E intanto l'emergenza non si ferma. Ieri è stata un’altra giornata di passione. Sono stati 304 i roghi divampati ieri, oltre 9mila le chiamate al numero di emergenza ambientale 1515. Il numero più alto di incendi è stato registrato in Calabria, che è stata la regione più colpita dalle fiamme con 151 roghi. Paura, in particolare, a Salina, nelle isole Eolie, dove le fiamme hanno minacciato alcune ville in contrada Leni, e nel palermitano, ancora nella zona di Cefalù, a Gratteri, dove si è temuto di dovere ricorrere all'evacuazione dell'intero paese, poi scongiurata. Allarme anche nelle altre province siciliane, in particolare nel trapanese e ancora in provincia di Messina a Raccuja. In Calabria, a causa delle fiamme, l'autostrada A3 è stata chiusa per ore tra Cosenza nord e Falerna; a Potenza, sono andati in fumo circa 300 ettari di bosco e quattro persone sono rimaste intossicate. Ed è caccia aperta ai piromani. Due, a Lamezia Terme e a Castellammare del Golfo (Trapani) sono stati colti in flagrante e arrestati.

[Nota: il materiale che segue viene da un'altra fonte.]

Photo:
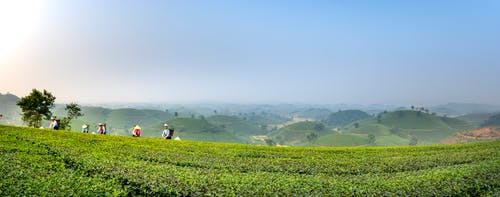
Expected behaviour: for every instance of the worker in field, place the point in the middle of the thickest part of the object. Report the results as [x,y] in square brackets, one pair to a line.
[166,132]
[101,129]
[85,128]
[136,131]
[54,124]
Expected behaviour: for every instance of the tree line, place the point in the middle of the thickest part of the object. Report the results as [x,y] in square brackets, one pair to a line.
[37,106]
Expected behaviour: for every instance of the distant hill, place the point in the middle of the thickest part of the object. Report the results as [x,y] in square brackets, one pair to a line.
[301,133]
[236,125]
[202,130]
[313,113]
[9,110]
[475,119]
[342,118]
[399,127]
[458,109]
[492,121]
[482,134]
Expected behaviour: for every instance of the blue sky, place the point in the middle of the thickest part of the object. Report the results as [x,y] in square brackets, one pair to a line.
[365,52]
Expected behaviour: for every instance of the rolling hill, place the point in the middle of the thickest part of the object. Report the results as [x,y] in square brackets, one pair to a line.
[202,130]
[493,120]
[345,117]
[399,127]
[9,110]
[38,162]
[475,119]
[300,133]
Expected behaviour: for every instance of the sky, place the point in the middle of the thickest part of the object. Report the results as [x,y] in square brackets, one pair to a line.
[258,51]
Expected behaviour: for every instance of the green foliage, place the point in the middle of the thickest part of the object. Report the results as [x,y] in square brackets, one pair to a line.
[36,106]
[341,140]
[371,139]
[202,130]
[296,134]
[413,141]
[476,119]
[42,162]
[237,126]
[346,117]
[73,111]
[492,121]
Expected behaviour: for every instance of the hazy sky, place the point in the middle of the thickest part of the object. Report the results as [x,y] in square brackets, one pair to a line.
[365,52]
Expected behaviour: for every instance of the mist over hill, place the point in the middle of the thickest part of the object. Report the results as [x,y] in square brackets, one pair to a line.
[277,124]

Polemiche, si diceva. Soprattutto a Patti, dove oggi sarà lutto cittadino per i tre morti nel rogo di mercoledì: Costantino Cucinotta, 51 anni, fratello di Matteo Cucinotta, che aveva scelto quell'agriturismo per festeggiare il cinquantaduesimo compleanno; Lucia Natoli, la moglie di Matteo, magistrato; e Tina Scafidi, 39 anni, che all'agriturismo lavorava. Lo stesso Matteo Cucinotta la nipote Valeria di 21 anni e Nino Miragliotta, gestore del «Rifugio del falco», sono ricoverati all'ospedale Cardarelli di Napoli, dove versano in gravi condizioni. Non si da pace Salvatore Canduci, impiegato comunale, uno dei volontari che a Patti ha cercato invano di spegnere il rogo killer: «Abbiamo chiamato il Canadair della Protezione civile di mattina - racconta - quando abbiamo capito che la situazione era pericolosa, ma ci hanno detto che le fiamme erano basse e che non sarebbero intervenuti».

Attribuisce invece la tragedia al panico il titolare dell'agriturismo andato in fiamme, Nino Ansà: «L'errore è stato scappare, se fossero rimasti della sala da pranzo si sarebbero salvati, sono andati incontro al fuoco. La situazione era tranquilla, io stesso ero andato a controllare il fronte di fuoco. All'improvviso si è alzato un vento fortissimo, e le fiamme hanno cambiato direzione».

Fatalità o colpevole ritardo nei soccorsi? Sarà la magistratura di Patti a stabilirlo, insieme con la matrice dei roghi. E mentre si mobilita anche la giunta regionale siciliana arriva l'anatema del vescovo di Patti, monsignor Ignazio Zambito: «Piromani, giocolieri di morte, in nome di Dio fermatevi».